I need to implement an encoder which compresses a 5-dimensional structure of 10 bits values. Each dimension has between 4 and 12 elements. If a dimension ever has more than 12 elements, it is partitioned in half. So far, I have been using a separable DCT to do that, but my implementation is very slow: I have implemented a naive DCT transform, which has complexity of $O(N^2)$. I have tried some fast algorithms, but they seem to be slower than the naive approach: a naive DCT for 6 elements is faster the Fast version, but for $N = 4$ and $8$, the fast approach is definitely faster. Also, I cannot force the friendly power-of-2 sizes.
I remember the Cooley–Tukey FFT algorithm decomposes a sequence of size $N$ into their factors $N_1$ and $N_2$ such that $N = N_1N_2$. I also know that there are specialized algorithms for 2D DCT due to their use in video and image codecs.

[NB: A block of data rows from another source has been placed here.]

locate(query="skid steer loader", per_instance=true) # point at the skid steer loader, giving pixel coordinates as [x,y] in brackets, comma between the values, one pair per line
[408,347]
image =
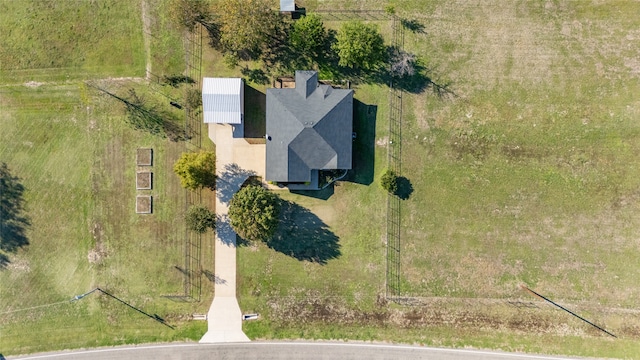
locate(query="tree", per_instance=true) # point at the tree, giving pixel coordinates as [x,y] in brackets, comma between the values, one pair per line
[308,39]
[13,222]
[200,219]
[196,170]
[360,46]
[247,27]
[254,213]
[389,181]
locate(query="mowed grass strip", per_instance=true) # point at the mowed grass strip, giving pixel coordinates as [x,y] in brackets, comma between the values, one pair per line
[76,156]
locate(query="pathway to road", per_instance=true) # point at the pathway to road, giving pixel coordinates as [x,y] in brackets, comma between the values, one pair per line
[285,351]
[236,160]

My question is: Is there any reference about a fast multidimensional DCT or even a "reversed" Cooley-Tukey for DCT of which I could transform my 5D array into 1D and use a fast DCT?
Exrta bits: We are researching not only the DCT-II but the whole family of trigonometric transforms., insights about any of the DST and DCT are welcome!
Edited 9/23
Just as an extra comment, this solution is being implemented in C++.